While it seems true that GPs are the gate keepers for referral to secondary care, this is largely due to factors that are outside the control of GPs themselves.
I'm not sure I understand your complaint. Do you expect to have direct access to pediatricians and gynaecologists without referral? There simply are not enough of them for that. I'm curious; without being identified as someone who needs specialist care, why would you want access to someone like that? The -icians and -ologists within the NHS deal with specific situations. Perhaps you think you'd receive better care if you simply had direct access to secondary care. Fair enough.... so, that itch you get occasionally, or that nagging ache... are you going to visit the neurologist, or the rheumatologist, or the radiologist, or....?

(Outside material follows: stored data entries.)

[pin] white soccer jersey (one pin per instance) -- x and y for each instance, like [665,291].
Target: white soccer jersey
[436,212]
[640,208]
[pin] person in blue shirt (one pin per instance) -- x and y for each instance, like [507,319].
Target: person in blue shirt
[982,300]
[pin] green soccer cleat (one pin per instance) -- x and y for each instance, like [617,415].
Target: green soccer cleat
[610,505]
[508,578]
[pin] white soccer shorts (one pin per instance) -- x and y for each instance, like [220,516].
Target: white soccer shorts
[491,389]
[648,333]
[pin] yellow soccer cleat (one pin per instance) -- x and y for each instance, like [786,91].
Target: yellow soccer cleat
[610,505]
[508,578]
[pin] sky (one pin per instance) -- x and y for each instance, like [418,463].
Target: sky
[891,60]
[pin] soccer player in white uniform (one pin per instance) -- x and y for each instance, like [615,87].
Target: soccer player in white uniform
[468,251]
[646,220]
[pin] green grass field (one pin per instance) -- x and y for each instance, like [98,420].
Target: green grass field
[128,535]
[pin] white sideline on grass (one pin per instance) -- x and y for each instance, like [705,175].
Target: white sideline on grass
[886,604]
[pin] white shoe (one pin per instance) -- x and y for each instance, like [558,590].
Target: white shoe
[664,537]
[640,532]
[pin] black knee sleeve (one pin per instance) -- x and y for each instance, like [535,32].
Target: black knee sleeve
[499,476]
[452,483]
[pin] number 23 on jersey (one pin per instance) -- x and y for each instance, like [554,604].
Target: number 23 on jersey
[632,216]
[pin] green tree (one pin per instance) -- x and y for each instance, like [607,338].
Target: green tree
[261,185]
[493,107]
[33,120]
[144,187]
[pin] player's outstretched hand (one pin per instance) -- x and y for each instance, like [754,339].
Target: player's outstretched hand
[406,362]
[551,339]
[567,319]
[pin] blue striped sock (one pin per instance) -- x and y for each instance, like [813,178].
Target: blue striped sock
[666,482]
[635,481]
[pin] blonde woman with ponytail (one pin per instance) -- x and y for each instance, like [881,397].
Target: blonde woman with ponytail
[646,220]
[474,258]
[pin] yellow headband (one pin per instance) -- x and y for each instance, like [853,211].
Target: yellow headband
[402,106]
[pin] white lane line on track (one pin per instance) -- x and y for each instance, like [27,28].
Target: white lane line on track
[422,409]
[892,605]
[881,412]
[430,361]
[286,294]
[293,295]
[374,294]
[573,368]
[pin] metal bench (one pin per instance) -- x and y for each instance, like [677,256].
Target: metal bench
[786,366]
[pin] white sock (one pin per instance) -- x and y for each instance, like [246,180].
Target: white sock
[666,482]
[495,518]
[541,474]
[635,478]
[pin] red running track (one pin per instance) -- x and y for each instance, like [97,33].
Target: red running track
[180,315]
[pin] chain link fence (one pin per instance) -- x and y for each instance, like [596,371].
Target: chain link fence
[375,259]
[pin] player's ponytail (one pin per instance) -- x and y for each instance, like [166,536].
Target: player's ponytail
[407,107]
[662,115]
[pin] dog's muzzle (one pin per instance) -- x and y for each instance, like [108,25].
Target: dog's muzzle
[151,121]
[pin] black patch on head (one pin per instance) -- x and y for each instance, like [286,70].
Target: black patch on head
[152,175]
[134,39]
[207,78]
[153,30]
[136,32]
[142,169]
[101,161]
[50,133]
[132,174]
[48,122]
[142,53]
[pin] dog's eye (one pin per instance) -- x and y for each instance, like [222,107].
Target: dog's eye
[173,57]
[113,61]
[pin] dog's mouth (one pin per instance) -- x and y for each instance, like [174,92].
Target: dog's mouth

> GPs have budgets, are very vocal about it
I've literally never heard a GP mention budgets to me as a patient. Or are you referring to GP representation in the media?
> would rather run silly experiments for months than writing a referral (the latter impacting on their budget).
You say that GPs will knowingly experiment on their patients to save money. Are you sure that's what's happening?
> My girlfriend’s GP wanted to change her birth control pill because it was too expensive
Is that actually the reason they gave? Or something you've inferred? Did they, perhaps, want to provide your girlfriend with the service she requested, using what they had at their disposal?